It was over before it began.
A druid woman and a Fae man—we were two people from different worlds, only by chance did our paths happen to cross. He was beautiful and damaged and totally captivating. If only I could have continued to buy into the propaganda of fear and hate my people had taught me about the Fae, then maybe I would have believed him to be the savage he appeared to be.
Instead, I offered the cryptic man my help. The time I spent with him allowed me to see the man he was behind the chiseled, formal exterior. What developed between us was tender, intimate, and totally unexpected.
My druid family was not as enlightened as I was. My mom didn’t want me near the Fae; she certainly never would have understood that I had developed feelings for a Fae man. I tried to keep my private life a secret. I tried to keep the peace, but my mother’s threats and intolerance left me with no choice. I had to make the hardest decision of my life. I had to leave the only family I’d ever known. I just never imagined what I’d face when I didn’t make it out in time…
Having read all of the three previous books on the Fae Games, I was very excited to receive an arc for Born of Nothing. Jill warned us, however, that this story would be a little different from the other books. Yes and no. The story is still incredibly well written, same as Shadow Play, Twilight Siege and Shades of Betrayal. However, Born of Nothing is a bit darker and even more intense than the previous parts. This story is about Fen, the Fae we have already met in the earlier books. Being exiled into the Shadow Lands, he has lived there for hundreds of years in solitary. But Rebecca helps him escape. And now, after all those centuries, he needs to adapt to our world. Since it is dangerous for Rebecca to stay with him, she asks her colleague and friend Cat to look after Fen for a while.
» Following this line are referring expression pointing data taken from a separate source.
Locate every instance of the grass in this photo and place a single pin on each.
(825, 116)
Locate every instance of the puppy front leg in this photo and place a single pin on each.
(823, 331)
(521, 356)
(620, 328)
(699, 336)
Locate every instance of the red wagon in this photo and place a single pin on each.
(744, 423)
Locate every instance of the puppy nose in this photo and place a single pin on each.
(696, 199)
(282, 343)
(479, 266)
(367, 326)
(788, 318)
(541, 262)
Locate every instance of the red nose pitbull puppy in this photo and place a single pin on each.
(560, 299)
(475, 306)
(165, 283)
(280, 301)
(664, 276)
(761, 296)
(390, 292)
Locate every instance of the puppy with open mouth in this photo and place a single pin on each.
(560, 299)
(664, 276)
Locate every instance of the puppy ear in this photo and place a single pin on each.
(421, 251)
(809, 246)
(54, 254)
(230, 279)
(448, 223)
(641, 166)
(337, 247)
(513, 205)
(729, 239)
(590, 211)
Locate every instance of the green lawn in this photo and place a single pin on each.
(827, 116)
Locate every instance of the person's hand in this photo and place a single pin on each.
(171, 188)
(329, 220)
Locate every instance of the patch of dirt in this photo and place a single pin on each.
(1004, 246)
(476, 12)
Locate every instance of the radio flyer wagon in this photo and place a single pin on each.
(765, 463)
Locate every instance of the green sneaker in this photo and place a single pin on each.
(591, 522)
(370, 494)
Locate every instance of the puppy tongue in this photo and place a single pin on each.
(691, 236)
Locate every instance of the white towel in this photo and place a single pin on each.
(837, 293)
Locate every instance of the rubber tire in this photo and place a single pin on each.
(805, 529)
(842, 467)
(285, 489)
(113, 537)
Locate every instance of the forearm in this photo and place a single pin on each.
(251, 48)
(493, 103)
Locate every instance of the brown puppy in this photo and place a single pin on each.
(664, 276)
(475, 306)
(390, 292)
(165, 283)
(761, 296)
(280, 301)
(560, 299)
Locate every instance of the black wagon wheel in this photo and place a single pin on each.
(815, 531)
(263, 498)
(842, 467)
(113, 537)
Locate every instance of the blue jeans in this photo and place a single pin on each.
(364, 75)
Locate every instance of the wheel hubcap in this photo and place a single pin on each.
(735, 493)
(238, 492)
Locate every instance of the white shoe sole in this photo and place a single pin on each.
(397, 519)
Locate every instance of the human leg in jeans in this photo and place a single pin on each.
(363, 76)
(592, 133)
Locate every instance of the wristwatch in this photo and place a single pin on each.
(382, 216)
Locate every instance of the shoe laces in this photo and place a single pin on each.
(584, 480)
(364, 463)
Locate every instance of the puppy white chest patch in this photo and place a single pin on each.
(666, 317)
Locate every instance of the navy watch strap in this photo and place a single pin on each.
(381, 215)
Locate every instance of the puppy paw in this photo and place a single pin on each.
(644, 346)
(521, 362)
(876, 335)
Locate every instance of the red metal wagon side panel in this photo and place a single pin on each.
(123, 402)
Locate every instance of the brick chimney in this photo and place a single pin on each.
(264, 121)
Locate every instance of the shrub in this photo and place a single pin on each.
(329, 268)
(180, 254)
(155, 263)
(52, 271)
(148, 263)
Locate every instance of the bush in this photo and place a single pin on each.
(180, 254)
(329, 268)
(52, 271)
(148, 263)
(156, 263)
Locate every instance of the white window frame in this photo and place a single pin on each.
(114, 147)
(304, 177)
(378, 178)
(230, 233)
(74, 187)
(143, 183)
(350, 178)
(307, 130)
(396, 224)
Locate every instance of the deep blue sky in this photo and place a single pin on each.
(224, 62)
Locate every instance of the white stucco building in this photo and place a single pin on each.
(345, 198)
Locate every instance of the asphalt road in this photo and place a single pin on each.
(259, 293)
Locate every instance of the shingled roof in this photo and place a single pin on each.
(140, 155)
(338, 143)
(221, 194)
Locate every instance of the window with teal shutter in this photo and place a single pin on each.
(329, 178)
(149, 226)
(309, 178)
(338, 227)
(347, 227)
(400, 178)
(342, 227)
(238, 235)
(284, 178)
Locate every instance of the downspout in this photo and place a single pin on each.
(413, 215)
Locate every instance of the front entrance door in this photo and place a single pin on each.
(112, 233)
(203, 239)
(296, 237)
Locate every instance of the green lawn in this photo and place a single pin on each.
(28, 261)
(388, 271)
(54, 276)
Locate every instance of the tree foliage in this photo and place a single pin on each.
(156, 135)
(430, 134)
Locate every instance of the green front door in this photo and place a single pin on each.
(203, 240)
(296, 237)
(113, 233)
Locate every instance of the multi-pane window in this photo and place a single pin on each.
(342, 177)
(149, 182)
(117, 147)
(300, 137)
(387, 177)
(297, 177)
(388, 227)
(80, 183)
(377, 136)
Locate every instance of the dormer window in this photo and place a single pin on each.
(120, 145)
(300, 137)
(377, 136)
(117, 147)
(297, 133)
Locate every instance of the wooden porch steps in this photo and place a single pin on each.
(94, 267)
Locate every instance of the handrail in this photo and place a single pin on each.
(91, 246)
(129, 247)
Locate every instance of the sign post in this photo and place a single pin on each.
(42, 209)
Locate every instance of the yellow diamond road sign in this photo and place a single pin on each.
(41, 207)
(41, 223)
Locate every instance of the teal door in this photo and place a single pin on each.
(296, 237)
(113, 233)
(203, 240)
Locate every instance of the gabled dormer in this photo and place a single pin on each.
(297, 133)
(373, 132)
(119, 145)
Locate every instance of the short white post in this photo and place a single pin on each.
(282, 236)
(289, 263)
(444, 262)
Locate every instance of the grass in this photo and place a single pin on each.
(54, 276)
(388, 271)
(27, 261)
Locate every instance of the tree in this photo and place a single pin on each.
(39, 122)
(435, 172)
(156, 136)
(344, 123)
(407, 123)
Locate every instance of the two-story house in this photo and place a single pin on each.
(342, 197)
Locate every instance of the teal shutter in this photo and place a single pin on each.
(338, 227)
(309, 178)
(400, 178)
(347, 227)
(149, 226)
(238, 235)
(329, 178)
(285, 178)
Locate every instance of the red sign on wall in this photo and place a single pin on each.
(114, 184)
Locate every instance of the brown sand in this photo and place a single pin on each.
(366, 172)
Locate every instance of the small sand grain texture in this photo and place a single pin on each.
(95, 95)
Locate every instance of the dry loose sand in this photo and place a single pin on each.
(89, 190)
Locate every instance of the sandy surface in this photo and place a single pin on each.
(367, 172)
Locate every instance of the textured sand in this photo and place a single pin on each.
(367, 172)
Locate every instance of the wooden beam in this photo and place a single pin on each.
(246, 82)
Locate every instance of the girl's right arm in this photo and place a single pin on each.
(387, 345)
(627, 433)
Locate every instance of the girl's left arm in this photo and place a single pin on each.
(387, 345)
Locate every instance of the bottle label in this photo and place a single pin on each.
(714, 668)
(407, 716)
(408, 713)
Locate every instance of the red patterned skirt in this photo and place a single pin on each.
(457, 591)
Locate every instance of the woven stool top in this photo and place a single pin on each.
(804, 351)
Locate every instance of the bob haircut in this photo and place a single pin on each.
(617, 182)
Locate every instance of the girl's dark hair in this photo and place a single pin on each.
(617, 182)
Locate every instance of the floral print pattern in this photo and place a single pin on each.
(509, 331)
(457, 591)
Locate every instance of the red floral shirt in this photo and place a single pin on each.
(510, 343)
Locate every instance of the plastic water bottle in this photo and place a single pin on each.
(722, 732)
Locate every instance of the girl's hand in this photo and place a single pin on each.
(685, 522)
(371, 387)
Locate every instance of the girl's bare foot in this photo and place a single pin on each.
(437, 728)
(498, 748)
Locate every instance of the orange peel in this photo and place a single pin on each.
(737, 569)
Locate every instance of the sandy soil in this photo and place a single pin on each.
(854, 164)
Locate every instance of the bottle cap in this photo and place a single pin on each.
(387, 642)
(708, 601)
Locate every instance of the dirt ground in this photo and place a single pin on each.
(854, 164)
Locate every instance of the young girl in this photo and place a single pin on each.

Cat is born in a druid family and was taught to fear the fae. So, she is a bit hesitant, but since Rebecca is also fae and not scary at all, she decides to help. Therefore, she lies to her mother, because her mother definitely disapproves of her friendship with Rebecca. Let alone being around a male fae. Slowly, both Cat and Fen discover that there is so much more than meets the eye.
But then, Cat gets caught for being with fae. And her mother asks the help of another druid to ‘re-educate’ Cat on the values of druids. It is heartbreaking, terrifying and extremely well written. It shows us, what horrible things people are capable of and how minds of people are twisted, almost beyond repair. Sadly, this also happens in real life and Jill Ramsower just creates a very believable scenario. So yes, dark and sinister. But also gripping, funny and heartwarming. Well done, Jill, and of course: five out of five stars from me. I voluntarily read and reviewed an advanced copy of this book. All thoughts and opinions are my own.